Jan 28, 2016 - Food and Drink

6 simple ways to upgrade your beer from local experts Zach Jamison & Chris Hunt


Photo courtesy of Chrissie Nelson

In college, my drink was Coconut Malibu mixed with whatever I could get my hands on — usually Coke, occasionally pineapple juice if I was feeling fancy (fruit juice is expensive), and sometimes straight up (do I sound like a BAMF for taking shots of rum?).

As I got older, I started to explore the non-Miller-lite options on taps in bars (which started my love affair with New Glarus Spotted Cow), and my tastes evolved to a place where I started preferring pints over liquor.

I went from a girl who drank Cokes that tasted like sunblock for the better part of four years to a stout drinking, craft beer loving, young woman.

If I can go from sunscreen to stout, other people (the “craft beer is too fancy/ costs too much/ is too heavy/ doesn’t taste good/ I hate beer” crowd) could love craft beer, too.

Since I’m clearly not qualified, I turned to two of Charlotte’s beer experts, Zach Jamison, co-founder BREWPUBLIK, and Chris Hunt, owner of Good Bottle Co. These guys are passionate about beer; they’re beer lovers, experts, and run businesses that make craft beer approachable.

BREWPUBLIK, the “Netflix of beer,” is a curated, craft beer delivery service that introduces members to new beers based on their unique profile and preferences.

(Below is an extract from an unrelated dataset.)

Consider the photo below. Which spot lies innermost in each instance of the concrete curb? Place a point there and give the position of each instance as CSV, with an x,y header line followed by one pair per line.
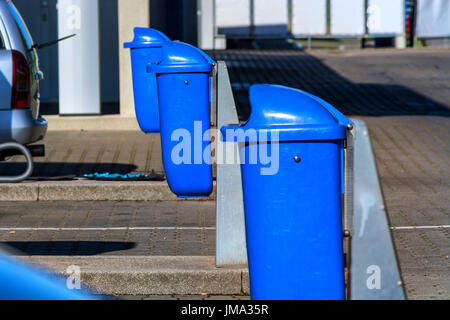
x,y
85,190
151,275
92,123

Good Bottle Co., a bottle shop in South End, wants to take customers on a journey of discovering and enjoying good beer; you learn about beer or educate the person next to you, while enjoying a variety of local, regional and national brews in bottles, cans or on draft.

Zach Jamison and Chris Hunt

With the wide variety of craft beer, Zach truly believes there is a craft beer for everyone. He recommends starting your journey with craft beer by drinking “something easier;” think light, easy, refreshing. He says that you “don’t have to be an IPA drinker to be a craft beer drinker.”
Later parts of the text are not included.